I tested the project “Toronto”, a 2d platformer developed with Unity3D, on iPod Touch 1G. The performance was really crappy. The average frame time was 105ms. And it dropped to 400ms in the worst case.
These sub-systems were extremely slow:
- Physics: 13-30ms
- Update: 10-20ms
- Fixed-update: 8-17ms
- Render: 48-80ms
And the following optimization were applied and efficiently improved the performance:
- Time-slicing in Update & Fixed-Update. Now Update costs 0.7-0.9ms, and Fixed-Update costs 3.7-6ms
- Adjusting layer collision matrix to minimize the pairs.
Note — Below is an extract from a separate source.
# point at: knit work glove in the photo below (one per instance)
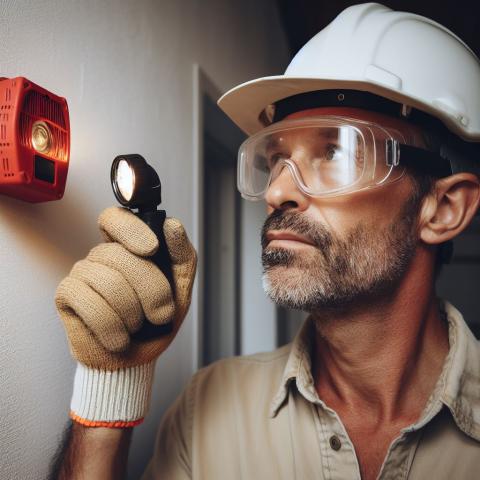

Now the Physics cost 4-6ms per frame.
On the rendering subsystem, it seems the bottleneck is the number of drawcalls. Currently there is 20-24 drawcalls in every frame. By merging textures, I expect the total drawcall number could be reduced to around 10. I hope it could reduce the rendering cost by half.
It would be still quite challenging, if not impossible, to get 30fps in an iPod Touch 1G. But if everything could be done right, 18-20fps would be a reasonable target. That would also guarantee a stable 30fps on any other iOS devices (excluding iPhone 1G) and leave enough room for improving the graphic quality.
I also tested the project on iPod Touch 2G. In my understanding, there should be no big difference between iPod Touch 1G and 2G. From what I saw in wikipedia, the major difference is the CPU frequency, from 1G’s 412MHz to 2G’s 533MHz. And they share the same GPU chip. But the real performance of iPod Touch 2G was truly much better — the Physics was 2 times faster, and the Render was also 1.3x faster than 1G.
Update:
There was an unexpected performance lost. Previously I use the GUI objects provided by Unity to display some statistics on screen. To my surprise, it cost 20ms or more to display 6 labels with around 150 characters. By disabling the GUI objects, I got an acceptable FPS finally 🙂
nice doc!
Hi~,i use time slice to controll A*,but , control one object A* is 4ms,but when control 20 pieces object A*,fps=2 .I do not know how to use time slice and multi thread to controll AI
Assuming A* means A-star in path finding. Generally it’s unnecessary to do that for 20 objects in one frame. You could distribute the calculation to 20 frames, or any number of frames according the budget of performance.
If you could afford to cache the open/close lists, single A* could also be distributed to multiple frames.